Evidentemente, é desejável que o factor trabalho seja mais intensivamente utilizado, sim, mas de forma mais eficiente; contudo, para que tal seja sustentável, é fundamental e indispensável que outros factores produtivos, como o capital sejam, mais intensivamente utilizados no processo produtivo – o que levará a aumentar o crescimento económico e, com ele, o emprego, o nível de vida da população e… os salários (que, assim, terão, indirectamente, mas por certo, uma evolução bem mais positiva do que a que tem vindo a ser registada).

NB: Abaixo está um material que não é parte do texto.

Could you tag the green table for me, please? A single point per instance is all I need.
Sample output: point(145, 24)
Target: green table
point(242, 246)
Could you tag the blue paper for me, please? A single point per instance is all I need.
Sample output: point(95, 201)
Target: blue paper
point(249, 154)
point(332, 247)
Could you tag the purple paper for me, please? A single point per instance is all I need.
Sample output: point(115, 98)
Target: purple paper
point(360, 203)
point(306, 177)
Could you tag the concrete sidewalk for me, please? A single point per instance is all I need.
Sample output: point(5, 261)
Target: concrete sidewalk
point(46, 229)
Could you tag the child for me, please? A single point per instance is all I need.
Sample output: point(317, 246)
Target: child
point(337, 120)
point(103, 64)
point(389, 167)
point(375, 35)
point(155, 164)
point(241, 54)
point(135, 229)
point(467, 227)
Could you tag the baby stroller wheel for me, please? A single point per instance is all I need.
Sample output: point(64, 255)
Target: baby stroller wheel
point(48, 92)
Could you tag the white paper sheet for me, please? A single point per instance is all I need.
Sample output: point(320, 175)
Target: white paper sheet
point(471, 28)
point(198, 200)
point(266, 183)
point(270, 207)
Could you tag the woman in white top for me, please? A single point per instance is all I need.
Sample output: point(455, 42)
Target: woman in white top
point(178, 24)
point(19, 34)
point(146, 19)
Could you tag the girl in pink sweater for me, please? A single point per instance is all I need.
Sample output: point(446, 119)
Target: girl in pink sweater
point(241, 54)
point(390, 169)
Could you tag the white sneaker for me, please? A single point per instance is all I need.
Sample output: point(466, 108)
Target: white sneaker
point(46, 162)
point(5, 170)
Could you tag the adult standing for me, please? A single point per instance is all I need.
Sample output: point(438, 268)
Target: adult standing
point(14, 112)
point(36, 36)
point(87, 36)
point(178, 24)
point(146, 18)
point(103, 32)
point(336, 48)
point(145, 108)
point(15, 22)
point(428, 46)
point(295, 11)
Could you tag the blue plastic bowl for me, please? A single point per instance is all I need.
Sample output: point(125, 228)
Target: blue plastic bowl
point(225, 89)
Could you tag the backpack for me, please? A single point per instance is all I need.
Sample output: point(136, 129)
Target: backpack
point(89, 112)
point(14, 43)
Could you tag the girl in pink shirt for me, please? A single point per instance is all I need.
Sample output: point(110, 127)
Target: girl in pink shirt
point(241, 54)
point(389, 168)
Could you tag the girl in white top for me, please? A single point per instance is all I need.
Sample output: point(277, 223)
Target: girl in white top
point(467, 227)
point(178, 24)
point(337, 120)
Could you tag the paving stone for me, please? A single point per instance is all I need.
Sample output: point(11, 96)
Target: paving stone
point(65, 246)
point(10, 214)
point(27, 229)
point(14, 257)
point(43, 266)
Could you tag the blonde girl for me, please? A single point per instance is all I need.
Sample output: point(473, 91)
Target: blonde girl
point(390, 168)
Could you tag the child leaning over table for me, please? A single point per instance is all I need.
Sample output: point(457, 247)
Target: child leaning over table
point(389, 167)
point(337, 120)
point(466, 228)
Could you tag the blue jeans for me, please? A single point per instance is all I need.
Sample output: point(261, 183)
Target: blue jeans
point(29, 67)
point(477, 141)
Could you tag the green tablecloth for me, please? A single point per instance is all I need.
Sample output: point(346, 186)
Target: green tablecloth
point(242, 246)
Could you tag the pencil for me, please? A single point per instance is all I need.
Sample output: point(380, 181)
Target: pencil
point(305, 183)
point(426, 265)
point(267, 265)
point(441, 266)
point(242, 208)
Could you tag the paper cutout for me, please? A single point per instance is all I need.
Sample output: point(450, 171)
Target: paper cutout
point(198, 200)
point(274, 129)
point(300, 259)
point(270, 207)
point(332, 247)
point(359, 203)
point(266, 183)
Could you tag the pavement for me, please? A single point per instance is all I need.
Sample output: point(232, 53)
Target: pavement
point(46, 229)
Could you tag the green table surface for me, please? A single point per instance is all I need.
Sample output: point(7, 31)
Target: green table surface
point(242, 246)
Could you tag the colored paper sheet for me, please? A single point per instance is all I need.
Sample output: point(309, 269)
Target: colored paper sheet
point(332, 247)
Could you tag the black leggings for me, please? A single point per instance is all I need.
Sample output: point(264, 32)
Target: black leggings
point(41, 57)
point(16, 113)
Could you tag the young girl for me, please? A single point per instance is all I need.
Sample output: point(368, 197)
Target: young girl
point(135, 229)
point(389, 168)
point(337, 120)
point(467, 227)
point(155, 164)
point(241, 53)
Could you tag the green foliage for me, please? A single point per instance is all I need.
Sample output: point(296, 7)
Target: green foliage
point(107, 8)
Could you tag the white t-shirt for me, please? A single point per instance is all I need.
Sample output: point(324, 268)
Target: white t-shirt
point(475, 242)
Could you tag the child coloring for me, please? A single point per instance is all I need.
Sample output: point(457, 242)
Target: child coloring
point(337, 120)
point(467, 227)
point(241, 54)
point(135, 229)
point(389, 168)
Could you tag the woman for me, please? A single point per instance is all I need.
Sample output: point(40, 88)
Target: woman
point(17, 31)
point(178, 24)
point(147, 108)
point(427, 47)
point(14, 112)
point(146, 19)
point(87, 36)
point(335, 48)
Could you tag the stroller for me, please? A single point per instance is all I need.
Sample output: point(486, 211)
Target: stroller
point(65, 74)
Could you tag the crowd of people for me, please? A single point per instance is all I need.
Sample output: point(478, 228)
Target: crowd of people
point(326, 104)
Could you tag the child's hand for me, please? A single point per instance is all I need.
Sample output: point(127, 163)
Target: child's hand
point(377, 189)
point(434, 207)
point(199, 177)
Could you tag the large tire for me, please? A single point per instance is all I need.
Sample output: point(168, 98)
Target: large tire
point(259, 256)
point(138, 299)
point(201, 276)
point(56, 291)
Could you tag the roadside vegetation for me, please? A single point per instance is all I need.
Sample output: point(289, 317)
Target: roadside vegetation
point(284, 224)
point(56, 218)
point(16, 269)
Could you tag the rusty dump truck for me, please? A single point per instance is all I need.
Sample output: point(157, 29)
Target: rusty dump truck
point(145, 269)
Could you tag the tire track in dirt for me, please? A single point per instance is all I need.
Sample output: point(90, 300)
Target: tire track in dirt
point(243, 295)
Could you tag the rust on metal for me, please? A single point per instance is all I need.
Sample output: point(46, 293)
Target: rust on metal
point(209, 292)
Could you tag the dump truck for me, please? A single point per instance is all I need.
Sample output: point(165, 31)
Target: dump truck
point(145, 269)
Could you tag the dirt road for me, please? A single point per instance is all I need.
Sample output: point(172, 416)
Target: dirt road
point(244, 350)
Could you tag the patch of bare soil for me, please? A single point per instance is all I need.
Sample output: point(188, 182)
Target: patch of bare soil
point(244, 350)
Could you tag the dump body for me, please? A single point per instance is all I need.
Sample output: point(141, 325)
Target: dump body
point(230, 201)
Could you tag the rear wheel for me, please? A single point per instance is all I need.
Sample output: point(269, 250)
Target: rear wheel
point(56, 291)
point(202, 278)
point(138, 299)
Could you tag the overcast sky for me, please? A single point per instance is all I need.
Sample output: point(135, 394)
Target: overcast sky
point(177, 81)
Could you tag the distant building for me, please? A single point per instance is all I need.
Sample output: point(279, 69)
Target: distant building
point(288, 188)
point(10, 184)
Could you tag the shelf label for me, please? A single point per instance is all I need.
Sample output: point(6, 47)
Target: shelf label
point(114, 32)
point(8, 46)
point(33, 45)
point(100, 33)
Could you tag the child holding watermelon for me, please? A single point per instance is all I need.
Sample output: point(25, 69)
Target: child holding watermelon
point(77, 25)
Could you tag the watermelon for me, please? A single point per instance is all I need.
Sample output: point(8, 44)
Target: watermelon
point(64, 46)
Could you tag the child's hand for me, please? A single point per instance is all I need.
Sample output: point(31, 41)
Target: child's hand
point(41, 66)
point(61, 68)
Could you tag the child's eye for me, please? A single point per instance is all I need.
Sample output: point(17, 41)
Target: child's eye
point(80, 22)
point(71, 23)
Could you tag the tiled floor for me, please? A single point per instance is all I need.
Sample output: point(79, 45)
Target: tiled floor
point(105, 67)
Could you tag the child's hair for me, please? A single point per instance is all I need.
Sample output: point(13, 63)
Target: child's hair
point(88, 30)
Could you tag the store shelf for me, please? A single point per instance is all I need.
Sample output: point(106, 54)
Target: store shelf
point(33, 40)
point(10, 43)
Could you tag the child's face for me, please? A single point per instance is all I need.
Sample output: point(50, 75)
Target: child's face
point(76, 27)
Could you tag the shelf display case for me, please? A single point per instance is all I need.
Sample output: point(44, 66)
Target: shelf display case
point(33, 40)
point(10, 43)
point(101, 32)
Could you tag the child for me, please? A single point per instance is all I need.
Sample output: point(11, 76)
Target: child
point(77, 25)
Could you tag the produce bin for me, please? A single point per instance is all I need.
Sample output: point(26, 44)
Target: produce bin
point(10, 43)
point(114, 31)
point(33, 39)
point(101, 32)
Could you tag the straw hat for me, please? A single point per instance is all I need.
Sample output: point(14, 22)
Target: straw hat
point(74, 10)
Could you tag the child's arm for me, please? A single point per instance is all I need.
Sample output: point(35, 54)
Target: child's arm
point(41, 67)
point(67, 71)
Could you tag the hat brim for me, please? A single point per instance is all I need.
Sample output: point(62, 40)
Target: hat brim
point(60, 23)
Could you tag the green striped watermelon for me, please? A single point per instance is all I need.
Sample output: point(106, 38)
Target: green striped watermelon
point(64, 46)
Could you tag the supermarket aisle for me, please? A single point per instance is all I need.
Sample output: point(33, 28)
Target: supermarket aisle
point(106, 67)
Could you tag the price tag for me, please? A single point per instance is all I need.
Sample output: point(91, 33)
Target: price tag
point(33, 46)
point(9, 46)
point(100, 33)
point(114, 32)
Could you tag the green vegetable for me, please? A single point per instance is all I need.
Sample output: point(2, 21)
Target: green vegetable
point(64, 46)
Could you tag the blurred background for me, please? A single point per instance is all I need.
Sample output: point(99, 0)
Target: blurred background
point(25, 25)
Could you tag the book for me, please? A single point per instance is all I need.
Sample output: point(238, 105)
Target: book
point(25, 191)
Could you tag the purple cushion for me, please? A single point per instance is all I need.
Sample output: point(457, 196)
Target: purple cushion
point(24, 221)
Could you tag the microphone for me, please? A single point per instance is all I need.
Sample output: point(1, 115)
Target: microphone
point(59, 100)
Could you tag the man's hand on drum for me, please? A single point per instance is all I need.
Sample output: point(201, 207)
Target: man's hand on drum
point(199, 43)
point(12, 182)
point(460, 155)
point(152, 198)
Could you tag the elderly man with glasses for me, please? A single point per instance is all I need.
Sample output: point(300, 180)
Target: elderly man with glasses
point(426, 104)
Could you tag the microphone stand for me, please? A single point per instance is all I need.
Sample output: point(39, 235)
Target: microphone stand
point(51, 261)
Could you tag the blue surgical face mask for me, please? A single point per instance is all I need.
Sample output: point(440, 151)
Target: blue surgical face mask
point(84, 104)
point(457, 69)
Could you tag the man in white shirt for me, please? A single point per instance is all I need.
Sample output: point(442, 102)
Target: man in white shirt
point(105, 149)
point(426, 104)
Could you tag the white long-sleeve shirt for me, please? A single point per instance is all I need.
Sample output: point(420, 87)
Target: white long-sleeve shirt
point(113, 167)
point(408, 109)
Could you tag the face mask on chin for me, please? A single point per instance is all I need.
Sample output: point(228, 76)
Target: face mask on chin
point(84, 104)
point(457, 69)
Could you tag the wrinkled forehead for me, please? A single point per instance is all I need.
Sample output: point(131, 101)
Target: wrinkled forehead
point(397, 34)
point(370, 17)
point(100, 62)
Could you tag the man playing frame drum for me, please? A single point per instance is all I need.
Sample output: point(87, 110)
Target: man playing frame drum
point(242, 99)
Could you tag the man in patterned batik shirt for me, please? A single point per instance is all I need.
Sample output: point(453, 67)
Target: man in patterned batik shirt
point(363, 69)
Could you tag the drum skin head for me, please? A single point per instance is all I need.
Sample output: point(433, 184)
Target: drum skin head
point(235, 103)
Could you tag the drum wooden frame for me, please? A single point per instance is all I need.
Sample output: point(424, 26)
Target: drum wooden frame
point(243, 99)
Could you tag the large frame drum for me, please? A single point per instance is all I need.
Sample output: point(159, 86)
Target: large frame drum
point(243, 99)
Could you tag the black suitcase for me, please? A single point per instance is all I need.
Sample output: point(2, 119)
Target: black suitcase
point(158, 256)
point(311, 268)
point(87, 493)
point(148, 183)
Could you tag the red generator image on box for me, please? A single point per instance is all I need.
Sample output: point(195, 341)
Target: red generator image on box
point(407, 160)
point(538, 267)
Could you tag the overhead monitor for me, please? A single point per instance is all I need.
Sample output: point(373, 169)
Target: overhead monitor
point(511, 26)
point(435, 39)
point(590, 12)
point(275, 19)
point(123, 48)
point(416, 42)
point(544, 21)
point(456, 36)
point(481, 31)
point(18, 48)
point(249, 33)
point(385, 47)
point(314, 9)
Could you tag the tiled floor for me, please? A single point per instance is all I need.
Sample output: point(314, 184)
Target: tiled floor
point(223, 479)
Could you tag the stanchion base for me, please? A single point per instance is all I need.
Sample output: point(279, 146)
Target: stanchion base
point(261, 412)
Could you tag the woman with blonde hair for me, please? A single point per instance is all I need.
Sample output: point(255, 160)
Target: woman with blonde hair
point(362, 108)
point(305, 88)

Nota: Este texto foi publicado no jornal "Público" em Maio 11, 2011.

9 comentários:

Tonibler disse...

Eu concordo consigo Miguel, mas a forma como o PSD se deixa enrolar nestas aritméticas...


A simples redução do TSU vale 1% de crescimento do PIB por efeitos multiplicativos. O custo geral do trabalho ficará 2% mais baixo (grosso modo) que baixa o valor mínimo exigido na contratação. Isto faz com que a quebra na procura vai ser amortecida ao mesmo tempo que o risco de empregar vai ser mitigado. Mais emprego, gera mais emprego, que gera mais produto. Esta medida vale, por si só ~1% do PIB.

O que é que o IVA tem a ver com isto???

Miguel Frasquilho disse...

Pois, caro Tonibler... não em nada a ver!... Até porque, mesmo sem esse efeito, e como os próprios números da Troika mostram, existe espaço orçamental mais do que suficiente para concretizar a descida de 4 pp a TSU já em 2012!...

AF disse...

Caros Tonibler, Miguel Frasquilho,

Poderão fazer o favor de me elucidar o que é que isto quer dizer?

(da pag. da RTP: http://www.rtp.pt/noticias/index.php?t=Passos-contradiz-Catroga-no-IVA-e-acusa-Socrates-de-mentir.rtp&article=440974&layout=10&visual=3&tm=9 )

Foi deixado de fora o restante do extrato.